I disagree.  It's not a HUGE factor, but it's a significant one.  I think Express is targeting college kids and hobbyists, who will and could mature into developers.  With Rotor and Mono on the horizon, you can use C# on Linux as easily (and cheaper) as Windows.  Express is a move on MS's part to encourage future OSS and Widget (re: Konfabulator) developers to develop on Windows.

Andrew Burton
Wednesday, June 30, 2004

To be clear, the CODE doesn't comply to the standard.  The COMPILER is doing the right thing.

Mr.
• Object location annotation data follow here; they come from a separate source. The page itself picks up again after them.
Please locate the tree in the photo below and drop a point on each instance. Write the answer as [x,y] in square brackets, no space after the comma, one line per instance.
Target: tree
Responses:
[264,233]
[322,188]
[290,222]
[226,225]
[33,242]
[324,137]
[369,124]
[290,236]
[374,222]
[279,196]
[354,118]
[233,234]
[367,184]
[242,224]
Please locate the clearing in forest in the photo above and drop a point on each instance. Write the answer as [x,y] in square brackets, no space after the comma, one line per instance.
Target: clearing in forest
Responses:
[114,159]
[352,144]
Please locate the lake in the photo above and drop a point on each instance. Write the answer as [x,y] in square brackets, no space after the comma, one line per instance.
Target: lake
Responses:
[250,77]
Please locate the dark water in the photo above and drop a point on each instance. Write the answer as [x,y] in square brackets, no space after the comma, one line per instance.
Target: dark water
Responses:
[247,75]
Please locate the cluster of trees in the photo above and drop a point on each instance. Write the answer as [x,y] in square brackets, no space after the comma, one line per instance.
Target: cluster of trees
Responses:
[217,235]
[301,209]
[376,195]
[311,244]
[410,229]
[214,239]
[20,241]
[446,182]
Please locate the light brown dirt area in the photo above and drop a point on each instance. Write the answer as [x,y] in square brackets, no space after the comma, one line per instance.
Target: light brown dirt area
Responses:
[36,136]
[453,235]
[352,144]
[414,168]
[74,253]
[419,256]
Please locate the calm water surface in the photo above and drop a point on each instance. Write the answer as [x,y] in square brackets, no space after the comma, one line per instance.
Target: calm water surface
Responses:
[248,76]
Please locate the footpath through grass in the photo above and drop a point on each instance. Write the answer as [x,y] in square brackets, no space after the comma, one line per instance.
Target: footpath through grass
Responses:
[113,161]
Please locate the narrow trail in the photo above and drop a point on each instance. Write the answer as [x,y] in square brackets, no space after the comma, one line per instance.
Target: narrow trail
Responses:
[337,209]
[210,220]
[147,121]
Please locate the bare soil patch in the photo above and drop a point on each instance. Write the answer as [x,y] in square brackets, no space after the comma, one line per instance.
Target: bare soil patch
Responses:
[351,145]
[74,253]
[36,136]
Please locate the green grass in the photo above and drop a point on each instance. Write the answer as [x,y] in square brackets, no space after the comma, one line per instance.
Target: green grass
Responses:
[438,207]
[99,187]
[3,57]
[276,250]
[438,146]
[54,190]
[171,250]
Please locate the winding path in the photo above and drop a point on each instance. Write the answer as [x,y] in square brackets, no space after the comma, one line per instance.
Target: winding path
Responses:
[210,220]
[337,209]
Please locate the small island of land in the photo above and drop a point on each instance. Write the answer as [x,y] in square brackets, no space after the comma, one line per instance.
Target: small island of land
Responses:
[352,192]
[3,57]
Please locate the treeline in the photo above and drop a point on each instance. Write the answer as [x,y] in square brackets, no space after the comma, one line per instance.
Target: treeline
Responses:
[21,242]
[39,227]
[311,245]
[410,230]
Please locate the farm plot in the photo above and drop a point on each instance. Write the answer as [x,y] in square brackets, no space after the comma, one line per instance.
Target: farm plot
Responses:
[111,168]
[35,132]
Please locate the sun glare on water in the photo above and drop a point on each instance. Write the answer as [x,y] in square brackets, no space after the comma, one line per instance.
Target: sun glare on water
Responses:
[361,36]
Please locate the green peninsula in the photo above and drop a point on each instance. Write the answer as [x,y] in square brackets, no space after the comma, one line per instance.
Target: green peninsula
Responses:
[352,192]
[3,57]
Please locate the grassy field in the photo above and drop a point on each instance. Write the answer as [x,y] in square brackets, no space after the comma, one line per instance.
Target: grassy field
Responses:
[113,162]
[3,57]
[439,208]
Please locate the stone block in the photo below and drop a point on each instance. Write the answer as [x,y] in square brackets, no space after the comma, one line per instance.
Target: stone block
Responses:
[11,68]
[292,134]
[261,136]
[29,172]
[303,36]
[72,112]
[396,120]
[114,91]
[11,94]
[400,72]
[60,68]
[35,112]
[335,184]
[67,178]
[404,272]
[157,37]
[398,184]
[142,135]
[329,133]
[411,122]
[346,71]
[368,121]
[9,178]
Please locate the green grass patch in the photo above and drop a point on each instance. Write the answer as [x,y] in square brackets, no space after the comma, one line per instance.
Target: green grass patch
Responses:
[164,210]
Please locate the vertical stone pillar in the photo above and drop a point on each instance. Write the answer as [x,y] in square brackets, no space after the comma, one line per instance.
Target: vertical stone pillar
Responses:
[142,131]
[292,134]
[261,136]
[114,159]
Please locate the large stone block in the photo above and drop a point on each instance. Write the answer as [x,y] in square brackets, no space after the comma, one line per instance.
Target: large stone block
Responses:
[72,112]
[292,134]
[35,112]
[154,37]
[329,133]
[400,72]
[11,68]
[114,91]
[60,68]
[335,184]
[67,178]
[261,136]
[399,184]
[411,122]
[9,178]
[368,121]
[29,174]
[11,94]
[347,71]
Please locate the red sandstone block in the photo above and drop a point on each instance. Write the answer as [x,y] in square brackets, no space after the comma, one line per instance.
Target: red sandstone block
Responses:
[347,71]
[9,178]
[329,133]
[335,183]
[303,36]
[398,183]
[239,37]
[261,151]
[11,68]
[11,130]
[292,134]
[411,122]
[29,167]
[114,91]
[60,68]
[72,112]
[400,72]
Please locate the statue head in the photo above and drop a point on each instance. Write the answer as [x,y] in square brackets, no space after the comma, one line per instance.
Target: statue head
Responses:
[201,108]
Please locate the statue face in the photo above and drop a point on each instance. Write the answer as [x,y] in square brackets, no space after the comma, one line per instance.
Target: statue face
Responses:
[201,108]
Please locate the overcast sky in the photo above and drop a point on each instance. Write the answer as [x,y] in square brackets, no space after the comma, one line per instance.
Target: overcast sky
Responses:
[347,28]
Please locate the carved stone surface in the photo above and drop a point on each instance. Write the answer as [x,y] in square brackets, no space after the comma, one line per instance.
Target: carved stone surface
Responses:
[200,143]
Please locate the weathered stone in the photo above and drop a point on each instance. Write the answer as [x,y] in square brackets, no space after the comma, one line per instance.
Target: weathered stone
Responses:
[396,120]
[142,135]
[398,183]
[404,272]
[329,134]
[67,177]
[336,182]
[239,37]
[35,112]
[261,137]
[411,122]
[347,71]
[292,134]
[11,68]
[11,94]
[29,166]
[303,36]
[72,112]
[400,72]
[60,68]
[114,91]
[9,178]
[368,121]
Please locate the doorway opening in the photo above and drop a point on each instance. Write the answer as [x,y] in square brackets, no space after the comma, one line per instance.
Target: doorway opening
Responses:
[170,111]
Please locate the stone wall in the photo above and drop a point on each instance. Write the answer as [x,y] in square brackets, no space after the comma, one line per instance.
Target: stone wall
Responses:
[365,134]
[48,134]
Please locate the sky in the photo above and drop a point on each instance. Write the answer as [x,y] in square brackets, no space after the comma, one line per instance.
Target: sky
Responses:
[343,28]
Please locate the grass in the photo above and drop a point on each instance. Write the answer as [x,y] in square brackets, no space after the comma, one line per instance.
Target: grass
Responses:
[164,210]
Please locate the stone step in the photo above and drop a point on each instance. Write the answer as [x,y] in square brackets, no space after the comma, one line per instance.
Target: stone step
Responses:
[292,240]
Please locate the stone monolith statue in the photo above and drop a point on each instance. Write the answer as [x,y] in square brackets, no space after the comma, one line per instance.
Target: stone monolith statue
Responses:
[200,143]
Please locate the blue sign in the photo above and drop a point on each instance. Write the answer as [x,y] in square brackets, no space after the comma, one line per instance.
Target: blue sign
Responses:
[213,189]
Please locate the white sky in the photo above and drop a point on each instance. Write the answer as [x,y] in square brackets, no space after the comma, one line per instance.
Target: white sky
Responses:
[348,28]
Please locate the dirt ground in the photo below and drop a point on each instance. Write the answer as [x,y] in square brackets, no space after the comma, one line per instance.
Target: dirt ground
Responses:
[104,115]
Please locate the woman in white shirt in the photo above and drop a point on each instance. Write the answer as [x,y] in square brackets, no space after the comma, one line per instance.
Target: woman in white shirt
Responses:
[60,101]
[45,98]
Fancypants
Wednesday, June 30, 2004

"So, unless you want to do some beta-testing for Microsoft, I suggest that you do not spend time downloading the "Express Edition Beta", and that you wait for the full release."

I, for one, am shocked... *shocked* that a beta product has bugs.

Try the Tech. Preview first, then try the beta... it'll seem a world better, trust me.

Greg Hurlman
Wednesday, June 30, 2004

The installer freeze might be a bug, but as I mentioned above, the other "bug" he cites isn't even a bug.  Or, rather, it is a bug in HIS code.  He needs to look up 'typename' usage in the standard, I think. 

Funny that Microsoft got shit for years because their compiler was non-standard compliant.  They go off and create one of the best, most standard-compliant compilers on the planet and then people complain that their code (which ISN'T standard compliant) breaks!

Mr. Fancypants
Wednesday, June 30, 2004

> With Rotor and Mono on the horizon...

Hmm... Mono 1.0 has been released hasn't it?

Drudy Mialnam
Wednesday, June 30, 2004


I guess mr fancy farts knows everything about the compiler.

Flax, oil, corn, computer programmers - all commodities
Wednesday, June 30, 2004

Drudy,

Unless I missed the announcement, still in 1.0 beta.

Brad Wilson (dotnetguy.techieswithcats.com)
Wednesday, June 30, 2004

>> What is the point of the pictures above the products? Am I supposed to choose which one to buy based on whom I'd like to sleep with or something? I don't want to learn C#!

ROTFLMAO!!!

Mike Schinkel
Thursday, July 01, 2004

>> It seems there are some other barriers to adoption tho'... The licensing seems to prohibit commercial use, and the project formats are not compatible with 'real' Visual Studio.

You misread.  They are incompatible with VS 2003, but will be compatible with VS 2005 when it is released.

Mike Schinkel
Thursday, July 01, 2004

>> But that is not the point. The problem is that the moment it costs anything, there are huge barriers to acquisition and adoption for many scenarios. Anything that requires purchase orders has a major disadvantages to anything that does not. Furthermore, it gives ABM zealots another point of obstruction (and believe me, speaking from experience, they will take advantage of any opportunity to sabotage trials of these products. Sad? Tell me about it).

I run a reseller [http://www.xtras.net] that sells a lot of MSDN Universal as well as a lot of 3rd party .NET components and other tools.  But I completely agree.  Ideally Microsoft will make them free.  I'd rather see the market grow 10 fold than worry about the few dollars we loose from not selling a few MSDN Universals.

Microsoft said they'd announce pricing next year.  They can still announce that pricing is free then.

Mike Schinkel
Thursday, July 01, 2004

I apologize for my previous post. Because the compiler was a beta release, I assumed my code was correct and that the compiler had a bug. If it had not been a beta release, I would have looked more carefully at the error messages.

I was not trying to criticize the developers of the compiler.